With Project Cafe, Nintendo will undoubtedly want to address these issues that have prevented Wii from sustaining that early momentum. But that initial buzz is just as crucial, as the first console to introduce motion control as standard, Wii was the spearhead for a revolution in interface, with both Sony and Microsoft introducing their own motion-control devices in order to combat Wii’s extraordinary impact.
US congressman lied about being hacked
The Financial Times, in a roundup of the latest spree of cyber attacks, told the interesting tale of how a US congressman sent a lewd photo to a young woman and claimed his Twitter account had been hacked. On Monday, New York Congressman Anthony Weiner held a press conference at which he admitted he sent a lewd photograph on Twitter and had lied about being hacked.
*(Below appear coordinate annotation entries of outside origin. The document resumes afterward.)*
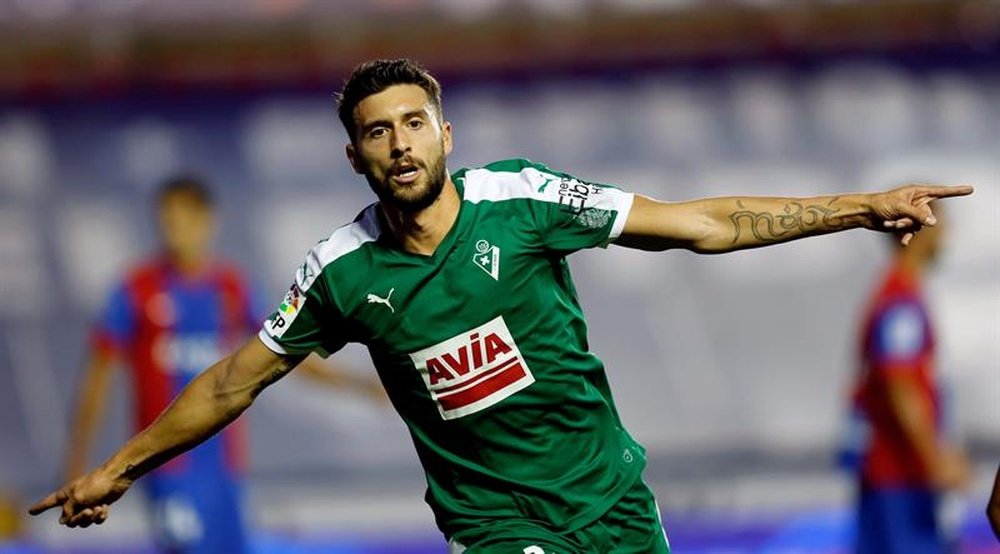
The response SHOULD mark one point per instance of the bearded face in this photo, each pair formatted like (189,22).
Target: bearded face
(401,147)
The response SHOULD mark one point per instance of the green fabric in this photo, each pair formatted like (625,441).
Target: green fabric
(482,346)
(632,526)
Before his subsequent admission, the web was filled with speculation about the potential vulnerability of Twitter – including this piece from The Huffington Post. Robert Graham, the CEO of the cyber security firm Errata Security, listed multiple ways users could lose control of their Twitter accounts. He told The Huffington Post that Twitter is “pretty vulnerable.”
Is the smartphone killing the PC?
The Guardian had an interesting story on how the smartphone is killing the PC. The smartphones in our pockets are far more powerful than the desktop computers we dreamed of in the 1980s. This year, they are outselling PCs – and soon they could replace our wallets, as well.
PCs had always sold far more than smartphones (which only date back to 2003 or so). In the first three months of 2010, 85m PCs were sold worldwide, compared with 55m smartphones. Optimistic analysts forecast that the crossover might happen in 2012. Instead, by the last three months of 2010, 94m PCs were sold – and 100m smartphones. Analysts believe this trend will never reverse. (It continued in the first quarter of this year: 82m PCs, 100m smartphones.)
“Smartphones will keep growing in sales approaching the billion-plus levels of total handset sales before this decade is done,” says Tomi Ahonen, a former Nokia executive who now has his own mobile industry consultancy. “The trend of PC sales is stagnant, or at best modest growth, selling around 300m per year.”